Use Tours as the practical base
Tours has direct rail connections, a broader lodging and restaurant supply, and several car-rental offices. Amboise is more atmospheric, but its center becomes crowded in high season and transport flexibility is lower. Travelers without a car can reach selected towns by train or shuttle, but combining châteaux efficiently is much easier by road.
Day 1: Amboise and Leonardo’s last home
After reaching Tours, drive or take the train to Amboise. Start with the town and Château Royal d’Amboise, then walk to Château du Clos Lucé. Leonardo da Vinci spent the final years of his life here after being invited to France by Francis I.
Clos Lucé deserves at least two hours. The residence provides the biographical setting, while the grounds and galleries turn Leonardo’s engineering drawings into physical models. Families should allow longer because the machines make the ideas tangible rather than merely displaying pages behind glass.
- Parking closest to Clos Lucé is limited; use the signed town lots if the small nearby areas are full.
- Reserve ahead in peak summer even when walk-up admission appears possible.
- Do not squeeze Chenonceau into the same afternoon unless your interests are very light.
Day 2: Chenonceau and Chambord
Book the first practical entry at Chenonceau. Its history was shaped by a succession of powerful women, but the unforgettable feature is spatial: the gallery crosses the River Cher and the gardens frame the water-level architecture.

Continue to Chambord for the afternoon. Its double-helix staircase and extraordinary roofscape reward movement through the building, while the estate’s scale makes a quick one-hour stop unrealistic. If driving time feels excessive, substitute Chaumont-sur-Loire and its gardens for a geographically tighter day.

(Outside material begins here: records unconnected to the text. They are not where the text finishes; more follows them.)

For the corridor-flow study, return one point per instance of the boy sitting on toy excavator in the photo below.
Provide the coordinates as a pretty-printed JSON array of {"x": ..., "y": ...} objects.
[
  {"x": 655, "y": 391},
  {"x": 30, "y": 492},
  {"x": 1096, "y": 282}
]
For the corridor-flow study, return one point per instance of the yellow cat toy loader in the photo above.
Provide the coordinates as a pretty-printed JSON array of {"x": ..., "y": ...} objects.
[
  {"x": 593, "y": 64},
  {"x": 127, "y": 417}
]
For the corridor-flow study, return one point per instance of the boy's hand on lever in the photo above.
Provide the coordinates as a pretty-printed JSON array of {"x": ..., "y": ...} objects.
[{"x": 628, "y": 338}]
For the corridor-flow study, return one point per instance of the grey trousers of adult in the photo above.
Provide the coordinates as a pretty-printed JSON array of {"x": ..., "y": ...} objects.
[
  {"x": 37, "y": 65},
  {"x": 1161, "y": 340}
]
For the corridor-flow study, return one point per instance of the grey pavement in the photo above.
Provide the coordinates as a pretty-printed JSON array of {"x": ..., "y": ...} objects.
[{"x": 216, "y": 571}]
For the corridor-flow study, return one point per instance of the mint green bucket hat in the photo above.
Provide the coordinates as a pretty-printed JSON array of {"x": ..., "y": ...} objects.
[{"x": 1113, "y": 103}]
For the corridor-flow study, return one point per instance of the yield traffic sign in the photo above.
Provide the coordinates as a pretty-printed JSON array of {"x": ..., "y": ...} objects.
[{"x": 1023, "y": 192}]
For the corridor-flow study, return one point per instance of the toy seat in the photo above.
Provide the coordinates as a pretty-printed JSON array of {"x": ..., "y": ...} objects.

Optional day 3: choose a different kind of experience
Do not automatically add two more interiors. Use the third day for one of these:
- Chaumont-sur-Loire: best when gardens and landscape design matter more than royal rooms.
- Villandry: a strong choice for formal Renaissance gardens.
- Loire à Vélo: rent bicycles for a slower landscape day.
- Amboise or Tours: markets, food, and unstructured time after two scheduled days.
Driving, timing, and reservations
- Reserve an automatic car early if you do not drive manual transmission.
- Check whether your rental office closes for lunch or early on weekends.
- Keep luggage out of view and use staffed or well-trafficked parking where possible.
- Book major châteaux on their official sites and verify seasonal hours.
- Leave a buffer between timed entries; rural traffic and parking consume time.
This route fits neatly into the final days of our 10-day Paris art-and-history itinerary. It is also better as an overnight extension than as a punishing same-day bus loop from Paris.
Opening days, ticket systems, parking, transport, exhibitions, and garden access vary by season. Check the official site for every property immediately before visiting.